Aardman co-founders Peter Lord and David Sproxton, the company’s star director Nick Park and Executive Creative Director Sarah Cox hit the Annecy International Animation Film Festival on Sunday for a masterclass celebrating the studio’s 50th anniversary.
There were plenty of anecdotes but the 90-minute talk also looked to the present and future of the award-winning studio behind stop-motion box office break out Chicken Run; Oscar-winner Wallace & Gromit: The Curse of the Were-Rabbit and the Shaun The Sheep series among many beloved films and shows.
Cox took the opportunity to announce the BBC-commissioned stop-motion and 2D animated series Let’s Go Timmy! set against the backdrop of Mossy Bottom.
The 30 x 5 minutes episodes sees Bitzer the sheep dog tasked with getting Timmy and his two best friends, Yabba and Apricot, to Mossy Bottom School safe and on time each morning against the odds, with the group regularly side-tracked on route.
The series is directed by Merlin Crossingham and Daniel Bins and produced by Stephanie Miller with Lucy Pryke, the Commissioning Executive for the BBC.
Cox also revealed new production The Almost (Untold) Story Of Danger Delilah, adapted from Once Upon an Alphabet by Oliver Jeffers.
“We’re coming towards the end of our development phase… we’re working very excitingly with an Irish illustrator and writer, Oliver Jeffers, taking some of his characters from his alphabet stories,” said Cox.
She said Lord, Aardman director Åsa Lukander and Senior Development Executive James Higginson had created “a whole new story” from the book and its characters.
“The script is by Pete. It’s about Danger Delilah, a girl who realises her world’s starting to disappear and then that she is a character in someone else’s story that they’re forgetting about… So she has to literally seize the narrative and rewrite her own story. We’ve just finished a phase of development, so we’ll be ready to start pitching it soon,” said Cox.
In other project updates, Cox was joined on stage by Phil Rynda, Director of Original Animation at The Pokémon Company International, to talk about their previously announced joint project Pokémon Tales: The Misadventures of Sirfetch’d & Pichu and reveal never-before-seen footage of the protagonists.
Rynda also revealed that the adventure will unfold in Pokémon’s Galar region, which shares many geographical similarities with the real-world of the UK.
“The Misadventures of Sirfetch’d & Pichu is a comedy adventure series. And it’s incredible. The team at Aardman has really brought it to life. It’s set in the region of Galar, so if you know the games, it’s featured in our sword and shield games. And the coolest thing about the show is that it’s a Pokemon story told from the perspective of Pokemon through the Aardman lens and it’s just a dream come true,” said Rynda.
Earlier in the masterclass, Lord and Sproxton recounted how they had first met as 12-year-olds at school.

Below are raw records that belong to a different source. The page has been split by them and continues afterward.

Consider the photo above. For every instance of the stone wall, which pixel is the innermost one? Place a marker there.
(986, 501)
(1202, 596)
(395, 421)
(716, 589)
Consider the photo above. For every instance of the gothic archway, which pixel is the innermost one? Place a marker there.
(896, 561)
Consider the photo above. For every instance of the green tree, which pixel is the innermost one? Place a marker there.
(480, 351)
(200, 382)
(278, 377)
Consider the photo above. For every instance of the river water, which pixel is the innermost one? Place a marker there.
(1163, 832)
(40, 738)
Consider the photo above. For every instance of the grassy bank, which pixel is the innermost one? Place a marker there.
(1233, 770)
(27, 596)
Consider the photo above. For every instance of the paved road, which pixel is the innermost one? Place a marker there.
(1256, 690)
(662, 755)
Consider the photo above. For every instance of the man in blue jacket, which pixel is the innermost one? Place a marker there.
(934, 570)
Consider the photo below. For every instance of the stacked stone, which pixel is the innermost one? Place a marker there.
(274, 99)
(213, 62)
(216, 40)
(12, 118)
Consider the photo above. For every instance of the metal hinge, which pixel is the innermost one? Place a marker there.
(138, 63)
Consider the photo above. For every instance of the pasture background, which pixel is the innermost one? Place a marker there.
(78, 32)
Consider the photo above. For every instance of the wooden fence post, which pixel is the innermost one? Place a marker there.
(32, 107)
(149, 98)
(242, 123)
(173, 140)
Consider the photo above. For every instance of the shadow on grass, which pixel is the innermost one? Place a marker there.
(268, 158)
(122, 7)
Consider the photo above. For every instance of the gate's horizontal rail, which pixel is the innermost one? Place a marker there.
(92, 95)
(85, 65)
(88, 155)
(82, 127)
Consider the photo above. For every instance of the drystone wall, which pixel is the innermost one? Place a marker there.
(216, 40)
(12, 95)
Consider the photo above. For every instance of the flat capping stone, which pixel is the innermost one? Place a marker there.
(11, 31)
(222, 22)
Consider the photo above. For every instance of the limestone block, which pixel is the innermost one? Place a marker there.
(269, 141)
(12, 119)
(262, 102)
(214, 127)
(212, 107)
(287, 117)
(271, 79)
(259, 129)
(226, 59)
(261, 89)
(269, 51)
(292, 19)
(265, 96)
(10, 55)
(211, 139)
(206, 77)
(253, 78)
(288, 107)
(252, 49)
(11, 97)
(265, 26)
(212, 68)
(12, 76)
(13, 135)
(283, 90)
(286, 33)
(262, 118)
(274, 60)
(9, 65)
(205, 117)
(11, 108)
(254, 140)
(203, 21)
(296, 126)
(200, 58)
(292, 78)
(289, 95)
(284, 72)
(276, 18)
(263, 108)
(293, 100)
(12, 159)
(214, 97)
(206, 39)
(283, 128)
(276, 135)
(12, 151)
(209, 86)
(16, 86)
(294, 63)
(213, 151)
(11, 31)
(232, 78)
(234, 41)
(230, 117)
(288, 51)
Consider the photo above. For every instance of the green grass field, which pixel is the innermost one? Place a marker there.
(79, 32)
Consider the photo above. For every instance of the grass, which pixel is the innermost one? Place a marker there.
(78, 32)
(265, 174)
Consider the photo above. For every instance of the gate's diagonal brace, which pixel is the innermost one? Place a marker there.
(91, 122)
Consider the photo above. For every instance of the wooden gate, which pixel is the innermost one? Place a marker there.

“When we were about 16, we started animating for fun. And then we were in the right place at the right time, and we were lucky, we got to have a piece of our work shown on British TV,” said Sproxton referring to a series of simple 2D animations about a clumsy wannabe superhero called Aardman.
“Because when we were 16, we thought that an aardvark was a very funny name for an animal, we took the Aard and the man of Superman made a superhero that we called Aardman.”
When the BBC asked who they should make out the payment cheque to, the pair replied Aardman Productions and the name stuck.
In a wide-ranging talk, the pair looked at their early foray into clay figures with children’s TV character Morph, which put the company the map, as well as their experimentation with animation for adults with their dark 1986 short Babylon.
Sproxton talked about the role Channel 4 played in bolstering UK animation.
“Channel 4 came on air in 1982 with a remit to make very, very different television. And one of the things they did was commission animated films outside the children’s audience, so adult films.”
Another development at the time had been connecting with Park, who had reached out to them while a student at the National Film and Television School, and was working on his graduation film which would become Wallace & Gromit: A Grand Day Out.
“At that point, he’d shot about six minutes of it… the deal we did was Nick would come and work with us to help us on Babylon and we would then help on the graduation film,” recounted Sproxton.
Lord added: “When we saw Nick, his early work, we thought, ‘Wow, this guy’s good. You know, he could do well. Then he came to Aardman and in about a year he was like a superstar because he’s a very effective guy.”